If the bird has sufficient protein, carbohydrate, fat, water, and importantly light, then the bird will lay eggs.
However, the level of micro nutrients needed to allow proper hatch is another matter.
The level of micro nutrients demonstrably has a low effect on the rate of lay until the level is so low that the general health of the bird declines. It has an immediate effect on the ability of the embryos to develop, and has a dramatic effect on the hatch and quality of the chicks.
Its just like when a woman is having a baby. First thing the doctor does is recommend a range of micro nutrients to ensure proper growth of the baby.
Ideally, your incubator will be placed in an insulated room with a stable temperature over 15 degrees Celcius.
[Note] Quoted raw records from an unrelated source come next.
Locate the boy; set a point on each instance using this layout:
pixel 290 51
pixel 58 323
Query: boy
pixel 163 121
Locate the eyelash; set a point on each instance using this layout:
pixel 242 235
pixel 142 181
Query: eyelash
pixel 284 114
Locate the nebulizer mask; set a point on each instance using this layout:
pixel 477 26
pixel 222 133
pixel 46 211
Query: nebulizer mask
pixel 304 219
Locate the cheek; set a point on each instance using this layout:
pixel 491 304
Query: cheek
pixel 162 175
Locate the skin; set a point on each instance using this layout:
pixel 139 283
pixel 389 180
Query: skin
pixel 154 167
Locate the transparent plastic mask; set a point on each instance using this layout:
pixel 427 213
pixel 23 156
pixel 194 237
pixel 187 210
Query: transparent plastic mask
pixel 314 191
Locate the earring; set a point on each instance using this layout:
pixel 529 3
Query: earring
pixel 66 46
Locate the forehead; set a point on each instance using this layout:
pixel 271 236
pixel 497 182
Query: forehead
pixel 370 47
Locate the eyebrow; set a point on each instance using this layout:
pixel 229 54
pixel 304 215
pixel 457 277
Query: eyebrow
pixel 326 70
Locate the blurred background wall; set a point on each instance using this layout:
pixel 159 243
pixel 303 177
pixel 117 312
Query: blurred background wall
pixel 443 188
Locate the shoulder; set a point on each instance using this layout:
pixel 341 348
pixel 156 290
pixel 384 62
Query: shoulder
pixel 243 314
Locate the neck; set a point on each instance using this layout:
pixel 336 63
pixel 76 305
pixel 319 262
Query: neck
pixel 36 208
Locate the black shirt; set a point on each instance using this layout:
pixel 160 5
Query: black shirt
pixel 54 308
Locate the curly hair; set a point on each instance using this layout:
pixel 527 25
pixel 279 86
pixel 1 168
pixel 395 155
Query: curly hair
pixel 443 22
A well ventilated room without doors, windows, excessive noise or vibrations is suitable for an egg incubator. Why? Windows and doors create air movement in rooms and potentially vibrations i.e. door slamming.
Ensure that any piece of equipment that contains electrical, digital parts has an accessible power point. Purchase a good quality power surge protection board and a UPS (uninterrupted power supply) to avoid the effects of brown outs.
When there is diurnal range i.e. cold nights and warm days, you may find your incubators condenses each morning, which will adversley affect your humidity levels.
Place incubator on a table with an insulated surface i.e.towel or felt, so that the surface is not excessively cold or hot. If there are draughts or cold air movement in the room, you can alleviate this by placing a cardboard surround around incubator or pillows to block cold air moving over incubator.
Place your incubator in a space that allows the incubator to perform at its best with your growing chicks.